Warning, in contrast, is what I use for a condition that the developer predicted and handled but probably indicates the larger context is bad, like "this query arrived from a trusted source but had a configuration so invalid we had to drop it on the floor, or we assumed a default that allowed us to resolve the query but that was a massive assumption and you really should change the source data to be explicit." Warning is also where I put things like "a trusted source is calling a deprecated API, and the deprecation notification has been up long enough that they really should know better by now."
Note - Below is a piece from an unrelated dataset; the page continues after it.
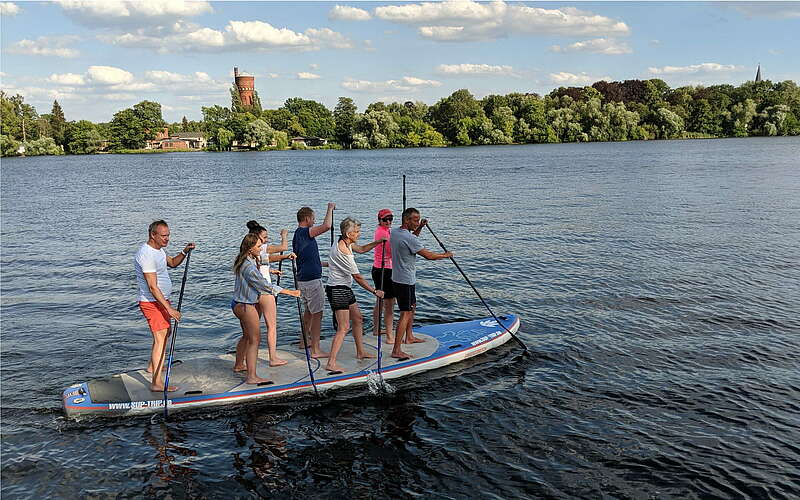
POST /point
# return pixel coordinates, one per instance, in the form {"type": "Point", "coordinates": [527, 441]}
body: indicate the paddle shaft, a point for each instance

Where all of this matters is process. Errors trigger pages. Warnings get bundled up into a daily report that on-call is responsible for following up on, sometimes by filing tickets to correct trusted sources and sometimes by reaching out to owners of trusted sources and saying "Hey, let's synchronize on your team's plan to stop using that API we declared is going away 9 months ago."
nlawalker
It seems that the easier rule of thumb, then, is that "application logic should never log an error on its own behalf unless it terminates immediately after", and that error-level log entries should only ever be generated from a higher-level context by something else that's monitoring for problems that the application code itself didn't anticipate.
raldi
Right. If staging or the canary is logging errors, you block/abort the deploy. If it’s logging warnings, that’s normal.
How I'd personally like to treat them:
The main difference therefore between error and warning is, "We didn't think this could happen" vs "We thought this might happen".So for example, a failure to parse JSON might be an error if you're responsible for generating that serialisation, but might be a warning if you're not.